What is dials-data

dials-data is a lightweight, simple python(-only) package. It is used to provide access to data files used in regression tests, but does not contain any of those data files itself.

Although we envisage it mostly being used in a cctbx/DIALS environment for tests in DIALS, dxtbx, xia2 and related packages, it has no dependencies on either cctbx or DIALS, in fact all dependencies are explicitly declared in the setup.py file and are installable via standard setuptools/pip methods. This means dials-data can easily be used in other projects accessing the same data, and can be used in temporary environments such as Travis containers.

But - why?

In the past DIALS tests used an internal SVN repository called dials_regression to collect any file that would be useful in tests, but should not be distributed with a standard DIALS distribution. This made it easy to add files, from a single JSON file to example files from different detectors to whole datasets. Similarly, all a developer had to do to update the collection was to update the checked out SVN repository.

Over time the downsides of the SVN repository approach became obvious: a checked out copy requires twice the storage space on the local disk. Sparse checkouts are possible, but become increasingly complicated as more files are added. This quickly becomes impractical in distributed testing environments. The disk space required for checkouts can be reduced by compressing the data, but then they need to be unpacked for using the data in tests. By its nature the internal SVN repository was not publicly accessible. The data files were too large to convert the repository to a git repository to be hosted on Github, and in any case a git repository was not the best place either to store large amounts of data, as old versions of the data or retired datasets are kept forever, and sparse checkouts would be even more complex. Git LFS would just raise the complexity even further and would incur associated costs. A solution outside SVN/git was built with xia2_regression, which provided a command to download a copy of datasets from a regular webhost. This worked well for a while but still made it complicated to use the data files in tests, as they had to be downloaded – in full – first.

With dxtbx, dials and xia2 moving to pytest we extended the xia2_regression concept into the regression_data fixture to provide a simple way to access the datasets in tests, but the data still needed downloading separately and could not easily be used outside of the dials repository and not at all outside of a dials distribution. Adding data files was still a very involved process.

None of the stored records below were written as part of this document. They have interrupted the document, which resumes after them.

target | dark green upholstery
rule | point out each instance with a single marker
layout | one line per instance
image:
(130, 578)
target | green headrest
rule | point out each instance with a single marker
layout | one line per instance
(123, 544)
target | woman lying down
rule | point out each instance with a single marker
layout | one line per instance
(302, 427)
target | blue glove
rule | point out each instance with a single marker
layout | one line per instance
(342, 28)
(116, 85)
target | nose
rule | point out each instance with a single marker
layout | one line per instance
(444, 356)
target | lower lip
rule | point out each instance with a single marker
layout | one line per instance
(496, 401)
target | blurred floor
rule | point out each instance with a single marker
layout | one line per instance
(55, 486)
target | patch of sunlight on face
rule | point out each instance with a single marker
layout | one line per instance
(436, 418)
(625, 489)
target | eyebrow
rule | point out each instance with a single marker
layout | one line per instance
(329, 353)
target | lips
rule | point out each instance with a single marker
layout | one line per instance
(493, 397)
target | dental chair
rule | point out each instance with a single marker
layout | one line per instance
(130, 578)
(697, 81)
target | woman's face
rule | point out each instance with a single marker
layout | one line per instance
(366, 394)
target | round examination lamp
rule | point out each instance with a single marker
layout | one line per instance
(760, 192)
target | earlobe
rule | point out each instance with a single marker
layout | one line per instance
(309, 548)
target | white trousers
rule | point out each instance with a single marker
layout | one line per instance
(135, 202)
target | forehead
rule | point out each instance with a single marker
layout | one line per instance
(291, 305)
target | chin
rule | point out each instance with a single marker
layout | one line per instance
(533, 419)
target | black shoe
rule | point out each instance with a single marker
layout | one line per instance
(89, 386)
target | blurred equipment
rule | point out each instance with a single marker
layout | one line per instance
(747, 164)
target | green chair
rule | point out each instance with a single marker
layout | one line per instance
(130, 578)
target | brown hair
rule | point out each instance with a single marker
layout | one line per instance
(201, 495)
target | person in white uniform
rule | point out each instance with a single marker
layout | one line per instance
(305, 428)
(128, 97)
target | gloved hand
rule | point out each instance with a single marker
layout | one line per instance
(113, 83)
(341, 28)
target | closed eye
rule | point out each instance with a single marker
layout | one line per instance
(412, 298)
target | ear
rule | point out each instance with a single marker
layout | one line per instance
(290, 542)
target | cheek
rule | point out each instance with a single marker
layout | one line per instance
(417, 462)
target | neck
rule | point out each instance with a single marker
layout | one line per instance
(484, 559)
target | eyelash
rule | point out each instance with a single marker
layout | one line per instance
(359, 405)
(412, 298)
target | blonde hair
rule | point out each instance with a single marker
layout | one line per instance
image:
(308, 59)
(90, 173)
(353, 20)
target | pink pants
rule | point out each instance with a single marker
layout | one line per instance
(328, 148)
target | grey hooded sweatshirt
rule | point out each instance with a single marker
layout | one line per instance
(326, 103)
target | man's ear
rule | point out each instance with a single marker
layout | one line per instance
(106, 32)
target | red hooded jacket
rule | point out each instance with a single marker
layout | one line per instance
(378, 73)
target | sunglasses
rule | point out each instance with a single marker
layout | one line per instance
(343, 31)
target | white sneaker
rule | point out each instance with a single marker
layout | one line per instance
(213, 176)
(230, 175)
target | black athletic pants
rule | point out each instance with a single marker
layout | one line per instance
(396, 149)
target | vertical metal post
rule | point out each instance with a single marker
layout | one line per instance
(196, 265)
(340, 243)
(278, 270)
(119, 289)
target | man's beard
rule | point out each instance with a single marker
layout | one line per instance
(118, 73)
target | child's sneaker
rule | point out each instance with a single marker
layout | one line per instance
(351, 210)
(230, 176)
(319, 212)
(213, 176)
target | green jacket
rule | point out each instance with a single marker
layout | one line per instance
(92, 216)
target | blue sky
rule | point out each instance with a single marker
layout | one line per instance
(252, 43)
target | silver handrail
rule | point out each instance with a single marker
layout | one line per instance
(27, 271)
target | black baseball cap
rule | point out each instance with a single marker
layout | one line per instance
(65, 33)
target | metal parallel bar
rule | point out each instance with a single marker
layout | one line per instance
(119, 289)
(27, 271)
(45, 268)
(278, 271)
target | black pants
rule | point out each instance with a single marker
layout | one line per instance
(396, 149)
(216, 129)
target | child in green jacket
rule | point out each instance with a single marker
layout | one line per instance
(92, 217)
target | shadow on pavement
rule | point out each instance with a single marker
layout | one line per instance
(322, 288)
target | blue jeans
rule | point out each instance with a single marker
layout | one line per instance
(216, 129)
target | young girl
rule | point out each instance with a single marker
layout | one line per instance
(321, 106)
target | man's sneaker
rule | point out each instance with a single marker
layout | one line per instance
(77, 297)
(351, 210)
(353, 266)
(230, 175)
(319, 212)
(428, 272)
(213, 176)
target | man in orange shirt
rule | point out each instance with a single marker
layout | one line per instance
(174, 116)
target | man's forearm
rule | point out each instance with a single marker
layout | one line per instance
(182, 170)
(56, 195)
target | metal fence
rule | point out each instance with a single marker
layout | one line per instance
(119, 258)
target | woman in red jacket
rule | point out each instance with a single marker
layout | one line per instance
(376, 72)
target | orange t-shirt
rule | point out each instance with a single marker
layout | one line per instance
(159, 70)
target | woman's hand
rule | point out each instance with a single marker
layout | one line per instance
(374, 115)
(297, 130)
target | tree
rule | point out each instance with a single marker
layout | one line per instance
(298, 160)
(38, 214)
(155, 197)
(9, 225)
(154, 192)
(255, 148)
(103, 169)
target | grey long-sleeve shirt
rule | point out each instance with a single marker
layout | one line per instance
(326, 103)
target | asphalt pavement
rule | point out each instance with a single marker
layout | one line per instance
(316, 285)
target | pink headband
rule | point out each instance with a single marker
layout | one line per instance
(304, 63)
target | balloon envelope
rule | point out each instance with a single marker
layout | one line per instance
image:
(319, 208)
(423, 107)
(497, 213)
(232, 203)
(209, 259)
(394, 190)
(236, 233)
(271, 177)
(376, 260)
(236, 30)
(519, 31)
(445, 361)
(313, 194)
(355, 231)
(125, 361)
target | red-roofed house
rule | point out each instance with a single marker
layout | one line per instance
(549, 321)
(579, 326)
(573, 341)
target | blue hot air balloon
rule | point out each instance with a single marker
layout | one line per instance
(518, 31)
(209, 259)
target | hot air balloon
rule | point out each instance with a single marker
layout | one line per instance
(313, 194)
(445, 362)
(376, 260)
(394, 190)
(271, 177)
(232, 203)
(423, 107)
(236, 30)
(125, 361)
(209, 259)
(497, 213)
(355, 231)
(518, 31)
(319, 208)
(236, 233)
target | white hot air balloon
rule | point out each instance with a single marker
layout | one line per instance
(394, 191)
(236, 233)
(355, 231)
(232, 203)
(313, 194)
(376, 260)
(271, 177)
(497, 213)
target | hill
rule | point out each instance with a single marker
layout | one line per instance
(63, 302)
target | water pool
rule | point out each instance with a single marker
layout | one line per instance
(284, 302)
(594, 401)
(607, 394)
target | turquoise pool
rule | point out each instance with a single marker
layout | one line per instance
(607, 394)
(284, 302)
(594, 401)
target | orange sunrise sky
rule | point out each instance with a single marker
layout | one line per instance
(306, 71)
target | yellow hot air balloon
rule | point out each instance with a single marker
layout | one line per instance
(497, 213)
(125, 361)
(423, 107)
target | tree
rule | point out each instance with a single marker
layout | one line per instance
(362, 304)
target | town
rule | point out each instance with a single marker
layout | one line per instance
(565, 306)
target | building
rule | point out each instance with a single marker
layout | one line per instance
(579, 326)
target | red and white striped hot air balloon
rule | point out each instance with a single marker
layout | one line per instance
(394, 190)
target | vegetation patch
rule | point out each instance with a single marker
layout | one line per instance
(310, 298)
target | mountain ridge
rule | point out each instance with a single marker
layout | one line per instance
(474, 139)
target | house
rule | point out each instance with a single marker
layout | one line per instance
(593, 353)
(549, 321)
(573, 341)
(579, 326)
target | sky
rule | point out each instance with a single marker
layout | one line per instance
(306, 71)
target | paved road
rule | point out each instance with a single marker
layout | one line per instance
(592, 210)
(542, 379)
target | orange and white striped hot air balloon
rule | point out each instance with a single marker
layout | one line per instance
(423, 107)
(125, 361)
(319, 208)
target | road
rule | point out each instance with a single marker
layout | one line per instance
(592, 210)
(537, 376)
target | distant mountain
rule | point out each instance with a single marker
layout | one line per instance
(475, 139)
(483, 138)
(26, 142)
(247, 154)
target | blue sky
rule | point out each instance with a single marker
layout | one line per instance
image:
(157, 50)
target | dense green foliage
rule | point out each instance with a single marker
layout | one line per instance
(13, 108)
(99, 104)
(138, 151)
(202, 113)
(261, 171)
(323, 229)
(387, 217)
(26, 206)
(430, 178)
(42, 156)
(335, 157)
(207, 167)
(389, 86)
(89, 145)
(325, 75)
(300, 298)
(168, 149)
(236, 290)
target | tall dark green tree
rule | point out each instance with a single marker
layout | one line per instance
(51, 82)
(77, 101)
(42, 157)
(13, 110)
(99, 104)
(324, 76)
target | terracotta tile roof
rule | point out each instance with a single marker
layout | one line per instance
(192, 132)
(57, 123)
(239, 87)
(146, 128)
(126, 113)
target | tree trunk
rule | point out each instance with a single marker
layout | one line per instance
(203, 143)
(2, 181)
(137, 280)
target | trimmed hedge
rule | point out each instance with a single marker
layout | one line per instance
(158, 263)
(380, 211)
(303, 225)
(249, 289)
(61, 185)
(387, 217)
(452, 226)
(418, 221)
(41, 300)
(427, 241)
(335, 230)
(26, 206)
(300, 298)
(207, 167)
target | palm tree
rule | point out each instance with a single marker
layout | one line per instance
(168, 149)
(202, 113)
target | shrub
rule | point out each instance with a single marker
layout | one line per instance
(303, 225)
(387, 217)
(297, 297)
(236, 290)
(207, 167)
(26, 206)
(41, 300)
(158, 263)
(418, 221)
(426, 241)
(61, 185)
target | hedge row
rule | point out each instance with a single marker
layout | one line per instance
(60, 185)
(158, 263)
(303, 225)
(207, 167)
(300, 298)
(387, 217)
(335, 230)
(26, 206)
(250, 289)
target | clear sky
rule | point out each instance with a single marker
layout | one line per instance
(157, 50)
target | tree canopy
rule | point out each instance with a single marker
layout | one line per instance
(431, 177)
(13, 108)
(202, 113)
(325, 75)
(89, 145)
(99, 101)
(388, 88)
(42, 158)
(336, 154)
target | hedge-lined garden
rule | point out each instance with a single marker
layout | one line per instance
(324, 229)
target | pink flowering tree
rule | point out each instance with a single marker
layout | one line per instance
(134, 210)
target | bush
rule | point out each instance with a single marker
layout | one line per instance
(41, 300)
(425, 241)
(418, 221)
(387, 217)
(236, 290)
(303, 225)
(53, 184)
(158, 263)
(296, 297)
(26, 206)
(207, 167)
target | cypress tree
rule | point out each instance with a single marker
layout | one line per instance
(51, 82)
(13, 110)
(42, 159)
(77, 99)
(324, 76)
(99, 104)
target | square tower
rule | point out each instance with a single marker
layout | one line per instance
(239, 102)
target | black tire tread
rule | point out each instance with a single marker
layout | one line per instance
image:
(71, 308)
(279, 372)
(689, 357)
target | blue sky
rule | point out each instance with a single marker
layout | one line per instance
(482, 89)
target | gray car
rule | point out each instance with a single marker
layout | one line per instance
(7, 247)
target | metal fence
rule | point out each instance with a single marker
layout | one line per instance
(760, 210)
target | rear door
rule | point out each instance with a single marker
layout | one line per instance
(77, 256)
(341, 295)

dials-data is the next iteration of our solution to this problem.

What can dials-data do

The entire pipeline, from adding new data files, to the automatic download, storage, preparation, verification and provisioning of the files to tests happens in a single, independent Python package.

Data files are versioned without being kept in an SVN or git repository. The integrity of data files can be guaranteed. Files are downloaded/updated as and when required. The provenance of the files is documented, so it can be easily identified who the author of the files is and under what license they have been made available. New datasets can be created, existing ones can be updated easily by anyone using Github pull requests.